Dabei geht es nicht darum, einen Plan starr einzuhalten, sondern ihn als Orientierung zu nutzen und nicht als Fessel.
🧭 Warum dieser Glaubenssatz deine Planung sabotiert:
Wenn du glaubst, du MUSST alles genauso machen wie du es aufgeschrieben hast, dann passiert Folgendes:
– du machst dir ständig selbst Druck
– jede Unterbrechung fühlt sich wie ein „Fehler“ an
– du wirst innerlich starr
– du planst immer seltener, weil es „sowieso nicht klappt“
– und im schlimmsten Fall rutschst du in den Frust Modus
Genau dort beginnt übrigens auch oft das emotionale Essen:
Wenn der Plan nicht aufgeht, entsteht Stress → Stress braucht Entlastung → Essen wird zum Notanker.

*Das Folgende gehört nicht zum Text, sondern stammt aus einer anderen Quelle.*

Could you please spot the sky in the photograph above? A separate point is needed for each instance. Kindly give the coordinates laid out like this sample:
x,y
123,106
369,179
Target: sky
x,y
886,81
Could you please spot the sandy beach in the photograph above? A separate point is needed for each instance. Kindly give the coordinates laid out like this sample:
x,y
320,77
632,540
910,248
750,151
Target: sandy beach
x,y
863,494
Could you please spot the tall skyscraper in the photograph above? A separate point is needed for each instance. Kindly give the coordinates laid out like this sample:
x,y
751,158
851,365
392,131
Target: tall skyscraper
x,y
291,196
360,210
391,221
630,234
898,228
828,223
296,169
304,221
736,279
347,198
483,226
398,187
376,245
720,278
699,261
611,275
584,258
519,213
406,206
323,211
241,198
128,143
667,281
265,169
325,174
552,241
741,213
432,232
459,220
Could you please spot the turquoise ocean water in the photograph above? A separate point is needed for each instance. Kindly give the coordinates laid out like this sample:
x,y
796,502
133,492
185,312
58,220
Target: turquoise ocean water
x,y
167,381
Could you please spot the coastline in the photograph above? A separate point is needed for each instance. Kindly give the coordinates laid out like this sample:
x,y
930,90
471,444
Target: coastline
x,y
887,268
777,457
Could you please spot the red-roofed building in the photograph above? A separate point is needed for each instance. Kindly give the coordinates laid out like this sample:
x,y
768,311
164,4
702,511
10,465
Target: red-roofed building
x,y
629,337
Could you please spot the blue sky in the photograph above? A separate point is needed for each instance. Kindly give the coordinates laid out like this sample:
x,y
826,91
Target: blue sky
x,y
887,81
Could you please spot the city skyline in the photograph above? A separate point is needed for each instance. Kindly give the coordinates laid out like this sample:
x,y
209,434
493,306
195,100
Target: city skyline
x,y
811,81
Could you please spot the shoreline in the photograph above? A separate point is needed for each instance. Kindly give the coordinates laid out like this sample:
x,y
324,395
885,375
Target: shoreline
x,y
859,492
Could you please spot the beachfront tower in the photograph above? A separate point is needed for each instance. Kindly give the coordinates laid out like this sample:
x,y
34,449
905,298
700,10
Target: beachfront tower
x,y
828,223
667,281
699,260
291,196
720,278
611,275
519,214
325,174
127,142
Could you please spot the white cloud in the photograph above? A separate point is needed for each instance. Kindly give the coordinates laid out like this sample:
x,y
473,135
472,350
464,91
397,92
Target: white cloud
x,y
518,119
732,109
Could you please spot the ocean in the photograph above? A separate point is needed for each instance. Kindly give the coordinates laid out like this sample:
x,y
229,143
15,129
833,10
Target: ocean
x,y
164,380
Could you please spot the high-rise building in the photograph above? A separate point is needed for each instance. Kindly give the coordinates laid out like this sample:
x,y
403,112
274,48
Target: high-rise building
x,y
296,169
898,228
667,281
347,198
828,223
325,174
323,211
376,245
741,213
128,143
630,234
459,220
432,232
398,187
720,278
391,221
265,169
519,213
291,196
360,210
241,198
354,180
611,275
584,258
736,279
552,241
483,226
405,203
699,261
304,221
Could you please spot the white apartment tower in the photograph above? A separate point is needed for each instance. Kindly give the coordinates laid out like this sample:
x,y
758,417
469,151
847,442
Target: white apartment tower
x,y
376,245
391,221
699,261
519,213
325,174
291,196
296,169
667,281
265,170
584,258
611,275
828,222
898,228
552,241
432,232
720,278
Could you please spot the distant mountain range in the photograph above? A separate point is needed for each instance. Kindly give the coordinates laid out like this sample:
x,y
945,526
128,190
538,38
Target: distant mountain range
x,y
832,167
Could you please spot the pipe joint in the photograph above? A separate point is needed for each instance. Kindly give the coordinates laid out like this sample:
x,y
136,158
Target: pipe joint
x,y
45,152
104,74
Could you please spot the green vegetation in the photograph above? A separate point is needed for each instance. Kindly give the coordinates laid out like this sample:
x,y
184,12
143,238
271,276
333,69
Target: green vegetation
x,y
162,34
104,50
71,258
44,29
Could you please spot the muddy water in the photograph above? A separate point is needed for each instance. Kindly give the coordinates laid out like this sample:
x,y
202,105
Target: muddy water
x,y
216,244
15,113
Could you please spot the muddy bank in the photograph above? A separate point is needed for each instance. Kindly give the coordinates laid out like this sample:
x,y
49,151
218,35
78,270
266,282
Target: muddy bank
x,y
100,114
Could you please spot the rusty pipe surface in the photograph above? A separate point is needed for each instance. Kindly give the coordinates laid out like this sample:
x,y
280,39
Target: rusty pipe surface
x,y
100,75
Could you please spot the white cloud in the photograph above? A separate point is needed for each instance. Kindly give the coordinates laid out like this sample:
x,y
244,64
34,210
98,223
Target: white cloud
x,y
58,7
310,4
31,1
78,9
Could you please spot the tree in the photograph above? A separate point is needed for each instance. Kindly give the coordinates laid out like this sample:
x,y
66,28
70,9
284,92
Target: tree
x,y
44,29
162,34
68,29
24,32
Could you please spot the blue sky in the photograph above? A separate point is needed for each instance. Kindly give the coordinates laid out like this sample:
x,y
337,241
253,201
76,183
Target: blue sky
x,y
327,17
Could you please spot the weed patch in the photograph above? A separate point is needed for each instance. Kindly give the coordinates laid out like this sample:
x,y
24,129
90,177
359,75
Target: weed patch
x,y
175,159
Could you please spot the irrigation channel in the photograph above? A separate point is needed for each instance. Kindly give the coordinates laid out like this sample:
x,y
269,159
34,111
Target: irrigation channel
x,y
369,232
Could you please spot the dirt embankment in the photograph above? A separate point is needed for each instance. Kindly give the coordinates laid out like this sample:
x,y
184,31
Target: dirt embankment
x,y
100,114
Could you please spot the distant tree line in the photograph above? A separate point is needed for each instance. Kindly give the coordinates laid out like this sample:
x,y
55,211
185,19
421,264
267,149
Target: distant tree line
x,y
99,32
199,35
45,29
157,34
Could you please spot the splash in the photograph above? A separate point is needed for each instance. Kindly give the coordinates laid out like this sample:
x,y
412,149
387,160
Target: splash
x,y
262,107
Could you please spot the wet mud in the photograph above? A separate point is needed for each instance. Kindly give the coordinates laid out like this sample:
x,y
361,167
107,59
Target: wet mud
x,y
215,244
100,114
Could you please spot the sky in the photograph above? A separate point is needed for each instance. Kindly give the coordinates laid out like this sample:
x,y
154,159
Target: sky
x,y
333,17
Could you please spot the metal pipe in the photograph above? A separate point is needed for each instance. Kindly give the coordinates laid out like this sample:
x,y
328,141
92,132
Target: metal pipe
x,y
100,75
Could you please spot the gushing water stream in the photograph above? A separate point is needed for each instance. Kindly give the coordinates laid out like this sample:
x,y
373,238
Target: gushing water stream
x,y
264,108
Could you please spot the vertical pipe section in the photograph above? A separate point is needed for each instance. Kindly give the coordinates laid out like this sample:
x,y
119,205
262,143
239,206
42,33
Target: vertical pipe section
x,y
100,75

Das kann ein echter Teufelskreis sein, wo man meist erst dann ausbrechen kann, wenn man überhaupt erstmal ehrlich zu sich ist und erkennt, dass das nicht einfach Lust auf ein Snack ist, sondern wirklich: emotionales Essen!
Viele meiner Teilnehmerinnen berichten:
„Wenn mein Tag schon chaotisch war, dann ist es abends auch egal, dann esse ich halt irgendwas.“
Und genau da zeigt sich wieder, wie eng Planung und emotionales Essen miteinander verknüpft sind.
🧭 Auch hier möchte ich dir mal ein Alltagsbeispiel geben:
Julia plant morgens, abends frisch zu kochen.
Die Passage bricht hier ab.